Putting a Spring in Your Step

There’s nothing new about doctors recommending their patients take more exercise. But what kind?

A walk in woodlands is said to help reduce stress levels

You could pay a fortune for gym membership, or you could trudge down to your local swimming pool and spend the rest of the day smelling faintly of chlorine.

But the best exercise of all might be the easiest and the cheapest: a stroll in the park, or a country ramble.

The secret ingredient? Greenery. Those of us who live in towns and cities, and even some who live in the countryside, don’t get enough of it.

The result for most of us is highly stressful; we get irritable and depressed, and even physically ill (because high levels of stress mean higher risk of things like heart disease and diabetes).

Yet put us in contact with trees and grass and levels of stress fall away.

Natural remedies

The notion that nature does you good is one of the themes of this year’s Springwatch series on BBC 2.

Bill Oddie, one of the Springwatch presenters and an enthusiastic bird-watcher, suffers from depression. He has no doubt that contact with nature helps him.

“I know I’m really in trouble when I don’t want to go outside and I can’t bring myself to do it,” he says.

“I’ve had three clinical depressions, which means going into hospital, and that’s the stage where I know nothing’s going to help.

“But when you get a downer, and lots of people suffer from this, there is no question, every self-help book, every doctor, every therapist will tell you: get out there in the fresh air, get yourself moving. It’s to do with fitness, it’s also to do with a meditational thing.”

Scientific support for Bill’s beliefs comes from Dr William Bird, who combines a career as a GP with a part-time role as health adviser to Natural England.

Last year he produced a report for Natural England and the RSPB arguing that contact with nature and green space has a positive effect on mental health, especially among children.

Some have gone further still. An American journalist, Richard Louv, author of Last Child in the Woods, coined the term “nature deficit disorder” (an echo of the medically-established condition, attention deficit disorder) to describe the deprivation, sometimes amounting to mental illness, of children who grow up without contact with the natural environment.

“Nature deficit disorder” is not a condition the medical profession recognises, though common sense suggests that children who take virtually no exercise and rarely get into the great outdoors are unlikely to be healthy and are missing out on a lot of pleasurable experiences.

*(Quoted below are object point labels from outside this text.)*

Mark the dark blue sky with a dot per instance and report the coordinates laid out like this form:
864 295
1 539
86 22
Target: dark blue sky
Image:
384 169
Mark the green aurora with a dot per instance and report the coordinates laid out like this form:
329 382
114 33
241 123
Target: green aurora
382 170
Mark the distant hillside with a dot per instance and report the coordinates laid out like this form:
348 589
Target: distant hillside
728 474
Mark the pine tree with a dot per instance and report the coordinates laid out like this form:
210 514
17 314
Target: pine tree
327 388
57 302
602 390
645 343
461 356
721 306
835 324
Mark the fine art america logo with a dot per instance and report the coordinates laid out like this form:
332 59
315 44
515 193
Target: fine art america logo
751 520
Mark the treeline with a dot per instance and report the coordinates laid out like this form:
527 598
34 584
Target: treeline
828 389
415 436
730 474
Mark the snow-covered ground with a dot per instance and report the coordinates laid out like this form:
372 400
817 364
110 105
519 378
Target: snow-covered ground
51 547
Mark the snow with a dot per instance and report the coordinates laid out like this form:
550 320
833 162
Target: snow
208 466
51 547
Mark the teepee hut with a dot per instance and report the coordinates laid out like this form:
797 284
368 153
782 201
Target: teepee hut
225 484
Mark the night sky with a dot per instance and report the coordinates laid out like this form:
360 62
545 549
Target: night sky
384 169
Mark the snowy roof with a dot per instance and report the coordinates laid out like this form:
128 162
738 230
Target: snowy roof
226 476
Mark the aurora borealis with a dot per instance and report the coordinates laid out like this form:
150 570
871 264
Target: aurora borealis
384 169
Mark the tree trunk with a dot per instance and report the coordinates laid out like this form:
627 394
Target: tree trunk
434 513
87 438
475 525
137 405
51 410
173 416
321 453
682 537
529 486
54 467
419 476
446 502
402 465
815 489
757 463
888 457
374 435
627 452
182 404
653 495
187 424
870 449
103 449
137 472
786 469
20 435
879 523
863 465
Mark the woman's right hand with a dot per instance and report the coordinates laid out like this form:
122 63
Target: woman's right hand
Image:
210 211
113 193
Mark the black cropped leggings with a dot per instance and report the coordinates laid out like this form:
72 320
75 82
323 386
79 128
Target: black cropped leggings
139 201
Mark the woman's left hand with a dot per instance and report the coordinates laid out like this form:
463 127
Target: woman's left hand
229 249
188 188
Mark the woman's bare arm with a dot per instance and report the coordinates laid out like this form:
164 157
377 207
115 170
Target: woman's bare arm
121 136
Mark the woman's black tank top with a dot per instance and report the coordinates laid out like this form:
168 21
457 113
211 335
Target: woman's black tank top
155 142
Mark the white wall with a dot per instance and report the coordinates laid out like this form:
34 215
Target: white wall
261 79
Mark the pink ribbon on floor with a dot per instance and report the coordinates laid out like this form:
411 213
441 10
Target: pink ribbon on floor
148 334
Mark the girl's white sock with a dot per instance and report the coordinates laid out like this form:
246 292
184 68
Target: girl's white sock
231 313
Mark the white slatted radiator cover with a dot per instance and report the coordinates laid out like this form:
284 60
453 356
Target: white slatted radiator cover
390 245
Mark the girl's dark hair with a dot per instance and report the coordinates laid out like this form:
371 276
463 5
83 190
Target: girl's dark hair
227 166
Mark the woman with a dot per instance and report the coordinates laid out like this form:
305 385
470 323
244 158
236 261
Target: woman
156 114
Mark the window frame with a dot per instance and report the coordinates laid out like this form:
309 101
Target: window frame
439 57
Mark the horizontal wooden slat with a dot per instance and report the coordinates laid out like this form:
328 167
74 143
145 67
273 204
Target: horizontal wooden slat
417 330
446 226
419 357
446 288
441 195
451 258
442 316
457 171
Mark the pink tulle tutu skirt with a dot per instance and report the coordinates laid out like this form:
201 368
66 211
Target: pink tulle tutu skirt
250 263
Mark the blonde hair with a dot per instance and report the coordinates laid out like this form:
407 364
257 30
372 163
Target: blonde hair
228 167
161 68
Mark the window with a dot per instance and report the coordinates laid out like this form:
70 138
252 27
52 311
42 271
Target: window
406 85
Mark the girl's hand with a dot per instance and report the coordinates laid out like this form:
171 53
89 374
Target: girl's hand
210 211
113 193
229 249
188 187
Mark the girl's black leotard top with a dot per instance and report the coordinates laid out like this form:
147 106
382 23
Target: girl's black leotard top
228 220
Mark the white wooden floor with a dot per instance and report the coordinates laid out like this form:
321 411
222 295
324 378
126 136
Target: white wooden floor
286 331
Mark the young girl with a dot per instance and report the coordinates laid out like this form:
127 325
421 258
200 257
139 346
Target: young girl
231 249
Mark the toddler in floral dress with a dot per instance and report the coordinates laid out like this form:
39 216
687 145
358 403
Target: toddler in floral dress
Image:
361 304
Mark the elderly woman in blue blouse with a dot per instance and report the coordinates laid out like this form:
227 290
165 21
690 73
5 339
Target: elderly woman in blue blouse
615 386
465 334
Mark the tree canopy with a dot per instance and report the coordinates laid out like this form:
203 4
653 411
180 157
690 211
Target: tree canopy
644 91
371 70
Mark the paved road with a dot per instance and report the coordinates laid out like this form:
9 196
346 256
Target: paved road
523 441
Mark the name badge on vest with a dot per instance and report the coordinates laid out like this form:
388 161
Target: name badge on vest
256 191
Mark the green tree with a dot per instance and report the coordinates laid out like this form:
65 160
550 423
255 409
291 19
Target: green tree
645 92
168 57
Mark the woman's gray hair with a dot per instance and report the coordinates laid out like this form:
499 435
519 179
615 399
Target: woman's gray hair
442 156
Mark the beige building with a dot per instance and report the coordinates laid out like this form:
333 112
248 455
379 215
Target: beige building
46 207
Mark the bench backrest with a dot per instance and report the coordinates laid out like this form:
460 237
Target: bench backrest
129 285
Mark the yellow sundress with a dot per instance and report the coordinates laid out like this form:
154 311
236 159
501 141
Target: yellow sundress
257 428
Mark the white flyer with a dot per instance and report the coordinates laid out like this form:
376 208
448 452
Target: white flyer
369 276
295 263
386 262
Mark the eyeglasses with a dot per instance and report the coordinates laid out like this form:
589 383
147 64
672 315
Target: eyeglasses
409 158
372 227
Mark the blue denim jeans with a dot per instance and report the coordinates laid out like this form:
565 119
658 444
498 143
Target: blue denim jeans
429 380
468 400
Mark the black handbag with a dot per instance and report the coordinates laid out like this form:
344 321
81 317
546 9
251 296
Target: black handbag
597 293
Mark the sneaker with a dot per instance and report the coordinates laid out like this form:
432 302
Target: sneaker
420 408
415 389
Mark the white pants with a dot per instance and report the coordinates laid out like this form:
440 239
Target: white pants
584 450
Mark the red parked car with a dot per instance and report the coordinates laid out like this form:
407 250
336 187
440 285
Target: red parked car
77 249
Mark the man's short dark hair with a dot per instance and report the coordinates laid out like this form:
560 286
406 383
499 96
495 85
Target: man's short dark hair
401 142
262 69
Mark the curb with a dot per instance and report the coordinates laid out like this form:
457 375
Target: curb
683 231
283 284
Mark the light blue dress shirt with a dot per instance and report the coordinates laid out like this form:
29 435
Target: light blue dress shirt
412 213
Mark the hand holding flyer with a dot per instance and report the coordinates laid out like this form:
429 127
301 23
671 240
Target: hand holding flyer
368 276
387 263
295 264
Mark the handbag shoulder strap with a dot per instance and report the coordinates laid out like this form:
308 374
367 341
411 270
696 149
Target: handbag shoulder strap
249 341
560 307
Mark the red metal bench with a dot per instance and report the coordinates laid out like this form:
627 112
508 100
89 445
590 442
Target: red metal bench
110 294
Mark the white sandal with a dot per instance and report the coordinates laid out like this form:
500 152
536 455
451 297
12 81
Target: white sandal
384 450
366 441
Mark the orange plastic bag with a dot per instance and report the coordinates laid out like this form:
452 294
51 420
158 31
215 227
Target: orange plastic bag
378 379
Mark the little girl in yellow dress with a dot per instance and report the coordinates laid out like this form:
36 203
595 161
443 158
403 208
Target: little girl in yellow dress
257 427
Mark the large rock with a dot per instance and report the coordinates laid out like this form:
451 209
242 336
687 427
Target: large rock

Dr Bird is urging his fellow GPs to prescribe regular walks and exercise in green spaces for patients suffering from heart disease, depression, obesity and the like.

Referring patients to the natural environment rather than the pharmacist is a lot cheaper than conventional pills and prescriptions and, he argues, is likely to be just as effective in many cases.

But haven’t we always known that contact with nature was good for us? Yes, says Dr Bird.

“But we kind of lost it when we got clever with our science. As soon as we got antibiotics and we got technical, we felt we didn’t need all that green stuff.

“Now we’ve realised all that technical stuff can treat you, but we also need the greenness to provide a backdrop for preventing ill-health and for healing.”

Happy feet

There’s some evidence that patients themselves are willing to go along with the idea.

The results of a Mori poll, commissioned by Natural England and released exclusively to the BBC, show that 94% of us would be happy for our GP to provide outdoor exercise instead of prescription drugs, if he or she thought it would work.

Natural England has already established jointly with the British Heart Foundation a network of “walking the way to health” initiatives. Many areas now have “walk and talk” or “health walk” schemes, run by volunteers who encourage local people to gather regularly for walks ranging from gentle rambles to more demanding hikes

Some GPs’ practices are already prescribing exercise as an alternative to drugs.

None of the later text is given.